- Active: 1917–18 (RFC) 1941–45 & 1952–58 (RAF)
- Country: United Kingdom
- Branch: Royal Air Force
- Role: Bomber Command and Anti-Aircraft Calibration
- Motto(s): "Precision in Defence"
- Aircraft: Westland Lysander Hawker Hurricane de Havilland Tiger Moth Avro Anson Airspeed Oxford Vickers Varsity Avro Lincoln
- Battle honours: First World War 1917-1918 Second World War Home Defence 1941-1945

Insignia
- Squadron badge: In front of a flash of lightning, a pair of dividers.
- Squadron codes: ZD (Allocated Apr 1939 - Sep 1939) II (Apr 1939 - Sep 1939)

= No. 116 Squadron RAF =

Defunct flying squadron of the Royal Air Force

No. 116 Squadron RAF was a Royal Air Force squadron first formed as part of the Royal Flying Corps during the First World War. Reformed as part of the RAF during the Second World War it served as an anti-aircraft calibration unit and also operated post-war from 1952 until 1958.

==History==
The squadron was formed at RAF Andover in December 1917. The nameplate No. 116 Squadron RAF was applied to the squadron as of 1 April 1918 whilst it was at RAF Netheravon. The squadron was disbanded at Feltham in the same year. It was resurrected as No. 116 Squadron from No. 1 Anti-Aircraft Calibration Flight (AACF) at Hatfield in February 1941 flying various aircraft during the Second World War (Lysanders, Hurricanes, Spitfires, Oxford and Tiger Moths) before being disbanded a second time at Hornchurch in May 1945.

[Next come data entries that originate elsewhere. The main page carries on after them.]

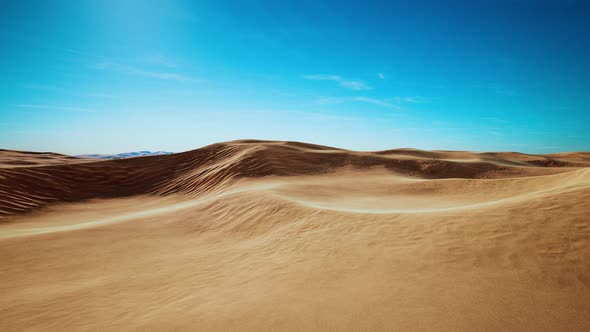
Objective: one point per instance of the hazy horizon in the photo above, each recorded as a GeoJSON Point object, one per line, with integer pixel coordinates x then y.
{"type": "Point", "coordinates": [118, 76]}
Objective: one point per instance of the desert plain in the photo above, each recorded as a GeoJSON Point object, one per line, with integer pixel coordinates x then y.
{"type": "Point", "coordinates": [284, 236]}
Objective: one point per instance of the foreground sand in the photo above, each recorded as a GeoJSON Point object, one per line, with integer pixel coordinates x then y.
{"type": "Point", "coordinates": [260, 236]}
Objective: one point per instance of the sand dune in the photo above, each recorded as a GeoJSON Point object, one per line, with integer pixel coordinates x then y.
{"type": "Point", "coordinates": [264, 235]}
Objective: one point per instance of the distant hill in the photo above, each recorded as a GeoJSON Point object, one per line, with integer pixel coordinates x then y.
{"type": "Point", "coordinates": [124, 155]}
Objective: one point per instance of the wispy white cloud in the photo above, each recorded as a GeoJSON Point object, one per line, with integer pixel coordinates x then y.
{"type": "Point", "coordinates": [54, 107]}
{"type": "Point", "coordinates": [349, 84]}
{"type": "Point", "coordinates": [146, 73]}
{"type": "Point", "coordinates": [68, 91]}
{"type": "Point", "coordinates": [374, 101]}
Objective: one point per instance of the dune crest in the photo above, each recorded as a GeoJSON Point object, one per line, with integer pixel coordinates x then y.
{"type": "Point", "coordinates": [265, 235]}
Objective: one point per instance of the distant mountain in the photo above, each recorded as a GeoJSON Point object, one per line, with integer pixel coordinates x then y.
{"type": "Point", "coordinates": [124, 155]}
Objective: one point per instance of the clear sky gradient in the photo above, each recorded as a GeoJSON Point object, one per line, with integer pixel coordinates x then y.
{"type": "Point", "coordinates": [110, 76]}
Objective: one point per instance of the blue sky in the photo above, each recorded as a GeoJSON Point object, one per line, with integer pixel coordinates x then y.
{"type": "Point", "coordinates": [109, 76]}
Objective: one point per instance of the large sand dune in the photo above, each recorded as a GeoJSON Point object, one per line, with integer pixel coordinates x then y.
{"type": "Point", "coordinates": [261, 236]}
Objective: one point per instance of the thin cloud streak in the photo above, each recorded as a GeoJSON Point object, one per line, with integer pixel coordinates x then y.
{"type": "Point", "coordinates": [362, 99]}
{"type": "Point", "coordinates": [348, 84]}
{"type": "Point", "coordinates": [146, 73]}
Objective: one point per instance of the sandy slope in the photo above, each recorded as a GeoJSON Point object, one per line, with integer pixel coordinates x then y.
{"type": "Point", "coordinates": [254, 235]}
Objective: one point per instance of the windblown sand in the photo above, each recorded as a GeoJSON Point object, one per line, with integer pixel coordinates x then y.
{"type": "Point", "coordinates": [278, 236]}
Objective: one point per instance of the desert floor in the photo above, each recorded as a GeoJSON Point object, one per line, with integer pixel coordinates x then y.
{"type": "Point", "coordinates": [259, 235]}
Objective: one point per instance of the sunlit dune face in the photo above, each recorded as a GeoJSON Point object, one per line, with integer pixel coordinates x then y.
{"type": "Point", "coordinates": [254, 235]}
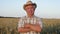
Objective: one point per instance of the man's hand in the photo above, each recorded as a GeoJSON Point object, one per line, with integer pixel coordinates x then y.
{"type": "Point", "coordinates": [36, 27]}
{"type": "Point", "coordinates": [33, 27]}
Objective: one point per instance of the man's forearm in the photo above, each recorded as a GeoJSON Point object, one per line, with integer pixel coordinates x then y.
{"type": "Point", "coordinates": [36, 28]}
{"type": "Point", "coordinates": [23, 30]}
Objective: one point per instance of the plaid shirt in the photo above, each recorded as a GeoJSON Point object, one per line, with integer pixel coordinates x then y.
{"type": "Point", "coordinates": [32, 20]}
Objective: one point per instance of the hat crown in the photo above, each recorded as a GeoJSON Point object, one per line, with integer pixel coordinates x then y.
{"type": "Point", "coordinates": [29, 2]}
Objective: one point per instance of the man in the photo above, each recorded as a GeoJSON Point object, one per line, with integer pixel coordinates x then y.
{"type": "Point", "coordinates": [30, 24]}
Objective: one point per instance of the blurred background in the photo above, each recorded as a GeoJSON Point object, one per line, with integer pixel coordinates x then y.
{"type": "Point", "coordinates": [12, 10]}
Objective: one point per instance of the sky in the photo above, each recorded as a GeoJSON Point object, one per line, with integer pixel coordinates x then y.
{"type": "Point", "coordinates": [45, 8]}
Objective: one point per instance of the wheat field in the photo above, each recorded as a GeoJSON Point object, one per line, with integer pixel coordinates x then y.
{"type": "Point", "coordinates": [9, 26]}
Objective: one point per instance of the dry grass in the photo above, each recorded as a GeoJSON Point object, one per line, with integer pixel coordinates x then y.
{"type": "Point", "coordinates": [12, 23]}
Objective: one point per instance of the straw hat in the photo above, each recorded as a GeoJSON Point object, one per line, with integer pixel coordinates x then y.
{"type": "Point", "coordinates": [29, 3]}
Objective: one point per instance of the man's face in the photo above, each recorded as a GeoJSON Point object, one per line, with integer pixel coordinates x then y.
{"type": "Point", "coordinates": [30, 9]}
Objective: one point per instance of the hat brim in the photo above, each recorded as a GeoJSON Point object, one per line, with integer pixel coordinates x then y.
{"type": "Point", "coordinates": [29, 4]}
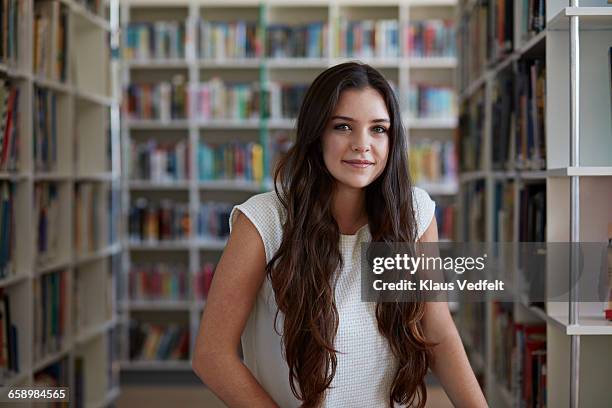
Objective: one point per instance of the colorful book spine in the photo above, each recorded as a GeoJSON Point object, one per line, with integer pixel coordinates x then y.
{"type": "Point", "coordinates": [159, 162]}
{"type": "Point", "coordinates": [7, 229]}
{"type": "Point", "coordinates": [156, 40]}
{"type": "Point", "coordinates": [430, 38]}
{"type": "Point", "coordinates": [50, 313]}
{"type": "Point", "coordinates": [203, 280]}
{"type": "Point", "coordinates": [158, 281]}
{"type": "Point", "coordinates": [47, 218]}
{"type": "Point", "coordinates": [9, 351]}
{"type": "Point", "coordinates": [369, 38]}
{"type": "Point", "coordinates": [154, 342]}
{"type": "Point", "coordinates": [433, 162]}
{"type": "Point", "coordinates": [166, 100]}
{"type": "Point", "coordinates": [50, 51]}
{"type": "Point", "coordinates": [531, 115]}
{"type": "Point", "coordinates": [297, 41]}
{"type": "Point", "coordinates": [213, 220]}
{"type": "Point", "coordinates": [154, 222]}
{"type": "Point", "coordinates": [216, 99]}
{"type": "Point", "coordinates": [429, 101]}
{"type": "Point", "coordinates": [12, 15]}
{"type": "Point", "coordinates": [286, 99]}
{"type": "Point", "coordinates": [45, 130]}
{"type": "Point", "coordinates": [231, 161]}
{"type": "Point", "coordinates": [9, 125]}
{"type": "Point", "coordinates": [221, 40]}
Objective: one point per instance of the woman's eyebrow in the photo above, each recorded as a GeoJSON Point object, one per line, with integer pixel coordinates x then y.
{"type": "Point", "coordinates": [352, 120]}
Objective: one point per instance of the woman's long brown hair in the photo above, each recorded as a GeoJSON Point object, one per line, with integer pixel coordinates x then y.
{"type": "Point", "coordinates": [303, 271]}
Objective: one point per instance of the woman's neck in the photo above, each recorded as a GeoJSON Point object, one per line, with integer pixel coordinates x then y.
{"type": "Point", "coordinates": [348, 208]}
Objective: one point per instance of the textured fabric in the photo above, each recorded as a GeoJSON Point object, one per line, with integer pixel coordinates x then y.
{"type": "Point", "coordinates": [365, 364]}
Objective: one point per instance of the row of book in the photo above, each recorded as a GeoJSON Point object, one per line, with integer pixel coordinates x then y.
{"type": "Point", "coordinates": [519, 356]}
{"type": "Point", "coordinates": [9, 125]}
{"type": "Point", "coordinates": [239, 39]}
{"type": "Point", "coordinates": [12, 14]}
{"type": "Point", "coordinates": [431, 101]}
{"type": "Point", "coordinates": [297, 41]}
{"type": "Point", "coordinates": [433, 161]}
{"type": "Point", "coordinates": [430, 38]}
{"type": "Point", "coordinates": [222, 40]}
{"type": "Point", "coordinates": [154, 40]}
{"type": "Point", "coordinates": [158, 281]}
{"type": "Point", "coordinates": [47, 220]}
{"type": "Point", "coordinates": [216, 99]}
{"type": "Point", "coordinates": [7, 229]}
{"type": "Point", "coordinates": [163, 100]}
{"type": "Point", "coordinates": [369, 38]}
{"type": "Point", "coordinates": [231, 161]}
{"type": "Point", "coordinates": [159, 162]}
{"type": "Point", "coordinates": [9, 351]}
{"type": "Point", "coordinates": [150, 342]}
{"type": "Point", "coordinates": [167, 220]}
{"type": "Point", "coordinates": [50, 313]}
{"type": "Point", "coordinates": [50, 51]}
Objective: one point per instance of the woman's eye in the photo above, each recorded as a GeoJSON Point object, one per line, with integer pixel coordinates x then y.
{"type": "Point", "coordinates": [379, 129]}
{"type": "Point", "coordinates": [341, 126]}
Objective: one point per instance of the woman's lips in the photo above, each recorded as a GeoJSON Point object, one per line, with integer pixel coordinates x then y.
{"type": "Point", "coordinates": [359, 164]}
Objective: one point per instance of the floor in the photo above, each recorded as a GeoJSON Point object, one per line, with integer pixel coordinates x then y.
{"type": "Point", "coordinates": [190, 396]}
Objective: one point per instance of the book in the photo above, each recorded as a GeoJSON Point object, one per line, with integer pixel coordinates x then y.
{"type": "Point", "coordinates": [430, 101]}
{"type": "Point", "coordinates": [7, 229]}
{"type": "Point", "coordinates": [155, 40]}
{"type": "Point", "coordinates": [9, 125]}
{"type": "Point", "coordinates": [213, 219]}
{"type": "Point", "coordinates": [45, 130]}
{"type": "Point", "coordinates": [50, 51]}
{"type": "Point", "coordinates": [47, 231]}
{"type": "Point", "coordinates": [231, 161]}
{"type": "Point", "coordinates": [50, 313]}
{"type": "Point", "coordinates": [219, 40]}
{"type": "Point", "coordinates": [429, 38]}
{"type": "Point", "coordinates": [151, 221]}
{"type": "Point", "coordinates": [158, 281]}
{"type": "Point", "coordinates": [159, 162]}
{"type": "Point", "coordinates": [433, 161]}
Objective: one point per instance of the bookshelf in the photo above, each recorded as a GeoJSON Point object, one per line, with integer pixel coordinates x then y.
{"type": "Point", "coordinates": [59, 180]}
{"type": "Point", "coordinates": [502, 184]}
{"type": "Point", "coordinates": [242, 72]}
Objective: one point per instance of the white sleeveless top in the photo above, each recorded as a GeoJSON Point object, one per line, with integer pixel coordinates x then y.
{"type": "Point", "coordinates": [366, 365]}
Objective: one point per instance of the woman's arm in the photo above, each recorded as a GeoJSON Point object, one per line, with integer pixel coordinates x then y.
{"type": "Point", "coordinates": [238, 277]}
{"type": "Point", "coordinates": [450, 363]}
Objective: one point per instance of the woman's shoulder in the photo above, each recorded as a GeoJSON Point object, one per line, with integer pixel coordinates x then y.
{"type": "Point", "coordinates": [266, 213]}
{"type": "Point", "coordinates": [424, 209]}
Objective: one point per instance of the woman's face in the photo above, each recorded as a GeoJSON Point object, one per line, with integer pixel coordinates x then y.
{"type": "Point", "coordinates": [356, 138]}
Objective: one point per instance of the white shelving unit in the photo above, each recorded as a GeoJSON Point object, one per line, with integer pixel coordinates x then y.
{"type": "Point", "coordinates": [579, 353]}
{"type": "Point", "coordinates": [195, 251]}
{"type": "Point", "coordinates": [88, 154]}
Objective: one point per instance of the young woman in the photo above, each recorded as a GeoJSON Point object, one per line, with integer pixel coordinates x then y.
{"type": "Point", "coordinates": [289, 279]}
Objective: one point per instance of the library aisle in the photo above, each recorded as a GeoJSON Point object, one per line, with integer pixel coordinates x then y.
{"type": "Point", "coordinates": [129, 129]}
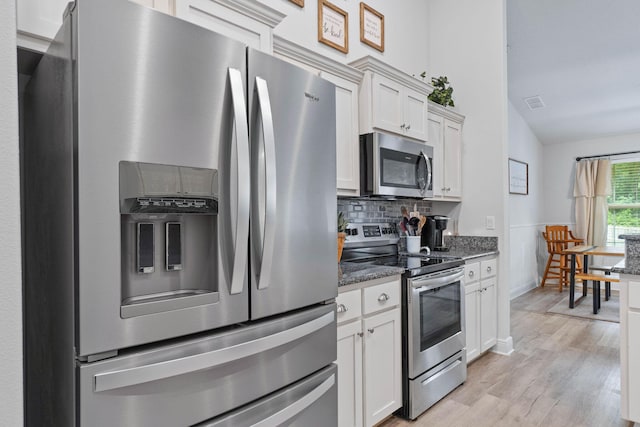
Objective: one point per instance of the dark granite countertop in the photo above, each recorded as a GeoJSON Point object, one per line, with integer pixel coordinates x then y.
{"type": "Point", "coordinates": [351, 272]}
{"type": "Point", "coordinates": [623, 268]}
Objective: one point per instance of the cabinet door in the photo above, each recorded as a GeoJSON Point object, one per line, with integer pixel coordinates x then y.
{"type": "Point", "coordinates": [382, 366]}
{"type": "Point", "coordinates": [415, 115]}
{"type": "Point", "coordinates": [436, 135]}
{"type": "Point", "coordinates": [488, 314]}
{"type": "Point", "coordinates": [452, 159]}
{"type": "Point", "coordinates": [347, 131]}
{"type": "Point", "coordinates": [225, 21]}
{"type": "Point", "coordinates": [350, 375]}
{"type": "Point", "coordinates": [41, 18]}
{"type": "Point", "coordinates": [387, 105]}
{"type": "Point", "coordinates": [472, 320]}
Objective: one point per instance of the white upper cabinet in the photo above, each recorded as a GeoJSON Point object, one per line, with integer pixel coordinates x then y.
{"type": "Point", "coordinates": [392, 101]}
{"type": "Point", "coordinates": [247, 21]}
{"type": "Point", "coordinates": [347, 80]}
{"type": "Point", "coordinates": [445, 135]}
{"type": "Point", "coordinates": [38, 22]}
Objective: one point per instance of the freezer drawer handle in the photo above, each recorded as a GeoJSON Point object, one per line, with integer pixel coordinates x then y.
{"type": "Point", "coordinates": [244, 184]}
{"type": "Point", "coordinates": [184, 365]}
{"type": "Point", "coordinates": [285, 414]}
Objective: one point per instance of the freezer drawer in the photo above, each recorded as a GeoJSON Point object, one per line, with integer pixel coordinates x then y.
{"type": "Point", "coordinates": [310, 402]}
{"type": "Point", "coordinates": [191, 381]}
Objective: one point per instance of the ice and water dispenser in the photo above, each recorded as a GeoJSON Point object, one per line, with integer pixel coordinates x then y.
{"type": "Point", "coordinates": [168, 237]}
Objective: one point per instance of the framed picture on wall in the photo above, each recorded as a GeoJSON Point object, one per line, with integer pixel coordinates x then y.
{"type": "Point", "coordinates": [518, 177]}
{"type": "Point", "coordinates": [333, 26]}
{"type": "Point", "coordinates": [371, 27]}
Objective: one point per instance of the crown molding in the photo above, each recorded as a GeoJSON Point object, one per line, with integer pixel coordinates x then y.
{"type": "Point", "coordinates": [255, 10]}
{"type": "Point", "coordinates": [445, 112]}
{"type": "Point", "coordinates": [286, 48]}
{"type": "Point", "coordinates": [374, 65]}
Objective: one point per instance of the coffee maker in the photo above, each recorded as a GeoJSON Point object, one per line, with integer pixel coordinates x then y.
{"type": "Point", "coordinates": [433, 233]}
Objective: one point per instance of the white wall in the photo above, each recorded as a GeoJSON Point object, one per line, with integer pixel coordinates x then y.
{"type": "Point", "coordinates": [405, 31]}
{"type": "Point", "coordinates": [468, 44]}
{"type": "Point", "coordinates": [559, 167]}
{"type": "Point", "coordinates": [525, 212]}
{"type": "Point", "coordinates": [10, 268]}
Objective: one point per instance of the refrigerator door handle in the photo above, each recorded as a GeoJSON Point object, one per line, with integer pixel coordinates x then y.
{"type": "Point", "coordinates": [198, 362]}
{"type": "Point", "coordinates": [241, 244]}
{"type": "Point", "coordinates": [285, 414]}
{"type": "Point", "coordinates": [264, 272]}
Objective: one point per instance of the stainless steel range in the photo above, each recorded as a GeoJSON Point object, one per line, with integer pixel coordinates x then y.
{"type": "Point", "coordinates": [433, 338]}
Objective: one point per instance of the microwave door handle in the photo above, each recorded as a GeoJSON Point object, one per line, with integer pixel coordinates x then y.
{"type": "Point", "coordinates": [269, 184]}
{"type": "Point", "coordinates": [243, 189]}
{"type": "Point", "coordinates": [429, 174]}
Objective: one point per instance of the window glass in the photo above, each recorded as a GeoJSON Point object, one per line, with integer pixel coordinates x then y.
{"type": "Point", "coordinates": [624, 201]}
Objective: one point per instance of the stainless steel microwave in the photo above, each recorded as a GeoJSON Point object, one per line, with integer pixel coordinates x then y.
{"type": "Point", "coordinates": [393, 166]}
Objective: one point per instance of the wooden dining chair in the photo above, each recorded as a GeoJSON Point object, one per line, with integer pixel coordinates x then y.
{"type": "Point", "coordinates": [558, 239]}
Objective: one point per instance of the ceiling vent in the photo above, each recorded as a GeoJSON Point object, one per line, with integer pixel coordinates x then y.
{"type": "Point", "coordinates": [534, 102]}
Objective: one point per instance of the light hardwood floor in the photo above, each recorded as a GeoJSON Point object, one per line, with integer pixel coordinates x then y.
{"type": "Point", "coordinates": [565, 371]}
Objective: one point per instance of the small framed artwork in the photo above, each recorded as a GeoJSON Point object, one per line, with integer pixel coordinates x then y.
{"type": "Point", "coordinates": [371, 27]}
{"type": "Point", "coordinates": [518, 177]}
{"type": "Point", "coordinates": [333, 26]}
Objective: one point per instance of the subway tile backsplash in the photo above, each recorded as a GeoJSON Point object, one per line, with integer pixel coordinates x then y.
{"type": "Point", "coordinates": [368, 210]}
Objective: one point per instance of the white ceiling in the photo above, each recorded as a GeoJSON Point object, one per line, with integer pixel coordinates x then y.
{"type": "Point", "coordinates": [583, 59]}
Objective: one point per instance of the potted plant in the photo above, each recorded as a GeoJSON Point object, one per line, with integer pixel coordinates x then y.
{"type": "Point", "coordinates": [342, 228]}
{"type": "Point", "coordinates": [441, 92]}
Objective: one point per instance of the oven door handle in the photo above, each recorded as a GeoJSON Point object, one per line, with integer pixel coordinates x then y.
{"type": "Point", "coordinates": [438, 280]}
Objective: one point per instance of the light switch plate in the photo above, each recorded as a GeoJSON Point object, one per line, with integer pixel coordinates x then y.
{"type": "Point", "coordinates": [491, 223]}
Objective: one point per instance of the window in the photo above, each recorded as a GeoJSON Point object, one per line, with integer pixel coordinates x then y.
{"type": "Point", "coordinates": [624, 201]}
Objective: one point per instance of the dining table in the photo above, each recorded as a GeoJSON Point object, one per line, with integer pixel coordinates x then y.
{"type": "Point", "coordinates": [586, 251]}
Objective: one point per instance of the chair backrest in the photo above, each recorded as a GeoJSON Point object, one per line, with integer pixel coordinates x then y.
{"type": "Point", "coordinates": [557, 237]}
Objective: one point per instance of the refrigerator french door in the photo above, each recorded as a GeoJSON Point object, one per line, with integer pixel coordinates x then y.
{"type": "Point", "coordinates": [177, 186]}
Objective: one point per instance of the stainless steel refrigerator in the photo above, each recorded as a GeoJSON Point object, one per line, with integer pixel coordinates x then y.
{"type": "Point", "coordinates": [179, 210]}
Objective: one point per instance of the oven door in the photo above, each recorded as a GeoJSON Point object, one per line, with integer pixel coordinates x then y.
{"type": "Point", "coordinates": [435, 308]}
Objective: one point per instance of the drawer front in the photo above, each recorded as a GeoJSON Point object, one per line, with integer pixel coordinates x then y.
{"type": "Point", "coordinates": [349, 306]}
{"type": "Point", "coordinates": [471, 272]}
{"type": "Point", "coordinates": [382, 296]}
{"type": "Point", "coordinates": [488, 268]}
{"type": "Point", "coordinates": [634, 295]}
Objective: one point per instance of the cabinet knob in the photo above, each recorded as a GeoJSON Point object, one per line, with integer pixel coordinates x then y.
{"type": "Point", "coordinates": [383, 297]}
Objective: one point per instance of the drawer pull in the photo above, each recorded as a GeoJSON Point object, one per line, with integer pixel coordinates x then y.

During its time as an AACF, the squadron helped to calibrate the predictors on Anti-Aircraft batteries and so ended up with many detachments spread out across the United Kingdom. Flights were flown from RAF Digby, RAF Hendon, RAF Heston, RAF Croydon, RAF North Weald, RAF Gatwick and Redhill.

It was reformed a second time in August 1952 from 'N' calibration flight at RAF Watton and continued for six years in this role flying Lincolns, Ansons, Hastings and Varsity aircraft. Its role at RAF Watton was as part of the Central Signals Establishment which would deploy 116 Squadron (and others) as Radio Counter Measure aircraft during exercises involving not only the RAF, but other nation's forces too. It was disbanded at RAF Watton in 1958 to become No. 115 Squadron RAF.